> idiosyncratic scientist’s decision to write their analysis in Perl. In my expe...

MontyCarloHall · on June 9, 2021

> It is not hard to produce something completely inscrutable and non-replicable in Python and R the same way it's been done for ages using SAS, Stata, MatLab etc.

It’s possible to write inscrutable code in any language, but some languages sure make it easier.
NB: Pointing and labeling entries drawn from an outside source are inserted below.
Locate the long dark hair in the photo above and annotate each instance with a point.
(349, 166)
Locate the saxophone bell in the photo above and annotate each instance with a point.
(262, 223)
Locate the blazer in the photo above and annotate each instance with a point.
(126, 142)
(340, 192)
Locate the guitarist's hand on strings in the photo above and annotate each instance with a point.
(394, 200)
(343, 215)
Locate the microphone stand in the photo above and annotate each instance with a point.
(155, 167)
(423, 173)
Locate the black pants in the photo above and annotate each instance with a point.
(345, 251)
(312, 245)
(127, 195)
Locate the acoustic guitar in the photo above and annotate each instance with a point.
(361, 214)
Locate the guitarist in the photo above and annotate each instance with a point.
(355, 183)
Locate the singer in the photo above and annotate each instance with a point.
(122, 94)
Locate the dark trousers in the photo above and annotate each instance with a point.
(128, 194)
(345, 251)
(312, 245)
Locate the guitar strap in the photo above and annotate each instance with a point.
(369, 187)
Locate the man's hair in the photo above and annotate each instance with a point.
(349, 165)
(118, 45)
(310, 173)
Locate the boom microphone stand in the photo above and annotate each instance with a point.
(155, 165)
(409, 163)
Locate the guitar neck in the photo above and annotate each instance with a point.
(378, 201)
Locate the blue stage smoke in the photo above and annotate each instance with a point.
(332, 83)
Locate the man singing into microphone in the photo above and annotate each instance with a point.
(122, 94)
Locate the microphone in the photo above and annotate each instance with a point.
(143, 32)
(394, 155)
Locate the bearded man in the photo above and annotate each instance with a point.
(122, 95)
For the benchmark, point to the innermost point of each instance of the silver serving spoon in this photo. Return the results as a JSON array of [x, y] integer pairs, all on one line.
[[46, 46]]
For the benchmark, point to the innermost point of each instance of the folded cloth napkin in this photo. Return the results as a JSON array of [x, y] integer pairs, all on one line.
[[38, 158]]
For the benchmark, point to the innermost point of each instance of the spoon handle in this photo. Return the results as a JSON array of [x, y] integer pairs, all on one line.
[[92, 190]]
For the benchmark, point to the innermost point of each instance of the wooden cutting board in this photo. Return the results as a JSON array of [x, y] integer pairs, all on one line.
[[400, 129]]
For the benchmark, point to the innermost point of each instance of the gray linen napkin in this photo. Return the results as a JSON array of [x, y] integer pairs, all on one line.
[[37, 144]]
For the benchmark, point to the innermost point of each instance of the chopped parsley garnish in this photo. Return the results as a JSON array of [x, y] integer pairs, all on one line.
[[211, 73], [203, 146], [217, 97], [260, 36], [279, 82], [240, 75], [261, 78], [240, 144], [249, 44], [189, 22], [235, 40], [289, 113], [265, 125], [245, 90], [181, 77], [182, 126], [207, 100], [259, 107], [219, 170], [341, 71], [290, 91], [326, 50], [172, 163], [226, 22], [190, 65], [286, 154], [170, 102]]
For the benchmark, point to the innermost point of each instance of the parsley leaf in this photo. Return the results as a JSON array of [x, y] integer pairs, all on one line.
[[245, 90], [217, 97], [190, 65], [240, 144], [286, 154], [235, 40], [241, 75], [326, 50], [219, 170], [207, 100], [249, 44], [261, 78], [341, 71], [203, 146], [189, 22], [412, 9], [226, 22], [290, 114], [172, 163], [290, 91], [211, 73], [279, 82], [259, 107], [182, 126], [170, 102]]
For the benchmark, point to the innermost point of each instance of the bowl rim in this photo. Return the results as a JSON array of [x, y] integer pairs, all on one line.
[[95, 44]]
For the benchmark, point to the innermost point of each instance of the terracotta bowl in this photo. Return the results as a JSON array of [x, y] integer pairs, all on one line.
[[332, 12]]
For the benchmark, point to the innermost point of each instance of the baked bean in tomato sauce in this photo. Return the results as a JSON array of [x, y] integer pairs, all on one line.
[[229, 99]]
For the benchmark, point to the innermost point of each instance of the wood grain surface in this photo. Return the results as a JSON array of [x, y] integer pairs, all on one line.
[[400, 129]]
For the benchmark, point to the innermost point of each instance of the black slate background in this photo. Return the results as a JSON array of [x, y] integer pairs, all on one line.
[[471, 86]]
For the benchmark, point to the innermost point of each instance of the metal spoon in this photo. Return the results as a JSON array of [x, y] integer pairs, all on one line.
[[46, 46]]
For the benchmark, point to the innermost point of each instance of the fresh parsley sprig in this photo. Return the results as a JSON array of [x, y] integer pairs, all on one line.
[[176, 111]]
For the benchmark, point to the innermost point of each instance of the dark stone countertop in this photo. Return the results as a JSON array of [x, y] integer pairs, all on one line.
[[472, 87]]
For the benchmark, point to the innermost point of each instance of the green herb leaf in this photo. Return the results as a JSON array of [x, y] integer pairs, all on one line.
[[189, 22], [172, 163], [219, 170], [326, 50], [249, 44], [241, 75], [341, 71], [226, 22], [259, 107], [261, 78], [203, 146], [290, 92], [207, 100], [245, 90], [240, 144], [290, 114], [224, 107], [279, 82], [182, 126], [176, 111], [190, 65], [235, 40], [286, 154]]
Syntax issues aside, the main advantage of Julia/Python/R (the latter’s syntax might even be worse than Perl’s) for scientific computing is their ecosystems. A language for a particular use case is only as good as the packages available for that use case. The scientific package ecosystems for Ju/Py/R are far richer than that of Perl, simply because their userbases are much larger. Thus, a scientist using Perl would likely be forced to roll a lot of their own functions, which makes the code idiosyncratic and more likely to contain bugs. (To use one of your examples, people might implement OLS regression by manually computing the hat matrix because no stats package exists for the language they’re using. Now imagine their language lacks something more complicated, like a robust MCMC sampler package à la PyMC3 or STAN, and they have to roll that themselves. Yikes.)

And that’s not even getting into the value of the languages for interactive scientific computing, which is how most of it gets done these days. For instance, there’s no official Jupyter notebook support for Perl (although unofficial plugins exist, they don’t support inline graphics/dataframes/other widgets), and the REPLs for Julia/Python/R are much more modern and fully-featured than PDL2.

BTW, I agree the GSL is great for building standalone tools, but it’s totally irrelevant for any interactive work.

sivoais · on June 10, 2021

> For instance, there’s no official Jupyter notebook support for Perl

Not sure how official support would work in the Jupyter Project since anybody can write a kernel. I wrote the Perl one (IPerl) and that has existed since 2014 (when Jupyter was spun off from IPython). It supports graphics and has APIs for working with all other output types.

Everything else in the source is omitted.